Although delayed a year, an Islamic elementary school is expected to open this fall on Parsons Boulevard in Flushing.
Aftab Mannan, joint secretary of the Jamaica Muslim Center, confirmed to the Queens Chronicle on Monday that he hopes the school will open by September. “It all depends on the Department of Buildings,” Mannan said, citing permits and upcoming inspections.
The Chronicle broke the story a year ago that the Muslim center bought the long-abandoned properties at 78-31 and 78-39 Parsons Blvd. for a pre-kindergarten through seventh grade school. It was to open last fall.
“Things were delayed because everything was being paid for by donations that we had to raise and the large number of city permits needed for the project,” Mannan said.
He said about 65 percent of the interior work on 78-31 Parsons has been completed. The school will house up to 160 students, most of whom will be bused from the JMC, where their classes are now held.
It will use the same name as the current facility, Al’Mamoor School, and when more money is raised, the adjacent building will be renovated for school use.
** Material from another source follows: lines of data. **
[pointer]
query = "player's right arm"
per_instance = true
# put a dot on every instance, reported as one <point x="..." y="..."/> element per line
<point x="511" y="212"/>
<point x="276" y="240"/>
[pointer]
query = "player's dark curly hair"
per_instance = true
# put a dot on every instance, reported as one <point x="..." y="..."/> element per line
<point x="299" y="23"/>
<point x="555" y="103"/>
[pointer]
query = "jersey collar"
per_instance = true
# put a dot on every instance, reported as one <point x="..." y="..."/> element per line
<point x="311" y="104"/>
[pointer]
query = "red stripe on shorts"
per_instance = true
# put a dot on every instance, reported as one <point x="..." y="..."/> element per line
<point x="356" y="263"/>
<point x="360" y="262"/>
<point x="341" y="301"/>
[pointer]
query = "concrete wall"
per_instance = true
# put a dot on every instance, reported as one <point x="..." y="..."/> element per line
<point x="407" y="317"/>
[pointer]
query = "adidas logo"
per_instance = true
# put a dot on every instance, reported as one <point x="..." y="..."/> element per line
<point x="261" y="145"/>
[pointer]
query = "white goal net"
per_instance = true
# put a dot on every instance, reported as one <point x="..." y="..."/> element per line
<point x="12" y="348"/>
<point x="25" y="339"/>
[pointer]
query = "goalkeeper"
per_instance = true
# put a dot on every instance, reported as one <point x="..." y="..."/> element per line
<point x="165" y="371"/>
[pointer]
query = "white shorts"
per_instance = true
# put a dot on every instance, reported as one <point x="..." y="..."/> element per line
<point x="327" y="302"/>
Ken Cohen, president of the nearby Flushing Suburban Civic Association, said the property has not been maintained well. “It’s a concern to us,” Cohen said.
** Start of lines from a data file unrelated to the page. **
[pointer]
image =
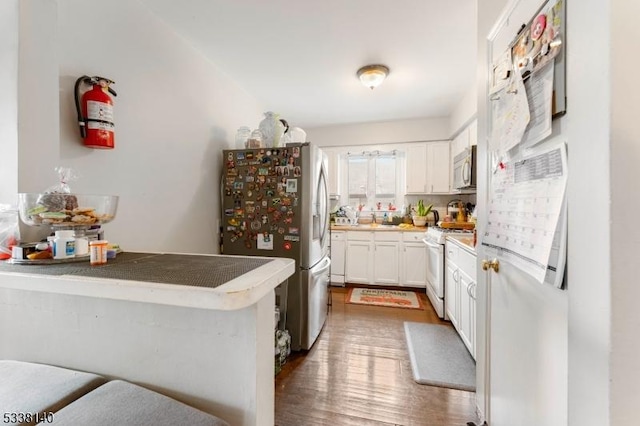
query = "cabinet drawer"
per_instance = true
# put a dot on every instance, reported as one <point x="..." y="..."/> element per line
<point x="412" y="236"/>
<point x="359" y="236"/>
<point x="338" y="236"/>
<point x="451" y="252"/>
<point x="386" y="236"/>
<point x="467" y="262"/>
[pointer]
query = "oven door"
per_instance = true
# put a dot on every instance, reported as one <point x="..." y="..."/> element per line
<point x="435" y="267"/>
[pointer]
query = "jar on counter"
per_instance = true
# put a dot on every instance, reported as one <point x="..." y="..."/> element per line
<point x="255" y="140"/>
<point x="242" y="136"/>
<point x="64" y="245"/>
<point x="98" y="252"/>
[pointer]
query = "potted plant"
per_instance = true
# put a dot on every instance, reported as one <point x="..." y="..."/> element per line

The shrubs are overgrown and tall weeds fill the area, which is also choked with paper refuse and even a book bag.
Mannan said once the school opens the site will be well maintained. “It will add beauty to the community,” he added.
Cohen also noted that his group was never able to sit down with Muslim center officials to discuss the plans. “We have heard nothing about the school,” he said.
City Councilman Jim Gennaro (D-Fresh Meadows) has been keeping abreast of the situation, according to his spokesman Paul Leonard who said the councilman had met with the rabbi of Yeshiva Ketana, which is a block away from the planned school.
Rabbi Yonason Karman, executive director of the yeshiva, was concerned about the facility adding congestion to the area. Aside from the yeshiva, there are two other schools nearby on Parsons Boulevard.
Mannan does not consider it an issue since most of the Al’Mamoor children will be bused and won’t be dropped off separately. “It won’t be a problem with the other school [yeshiva],” he said.
The two Parsons Boulevard properties bought by the Muslim center and a third at 160-40 78 Road were originally owned by Aurora Concept, a detox center. It opened in 1972 and offered 107 beds for long-term care and a large outpatient service.
Due to alleged mismanagement of funds, the program sought help in 2006 from the state and it eventually was closed in 2007. The two Parsons properties then remained vacant until they were purchased last year.
Cohen said the former Aurora Concept residential building on 78th Road is being converted into a medical complex by a developer, but that work hasn’t moved forward recently. “It’s off and on,” he said. “Maybe they ran out of money.”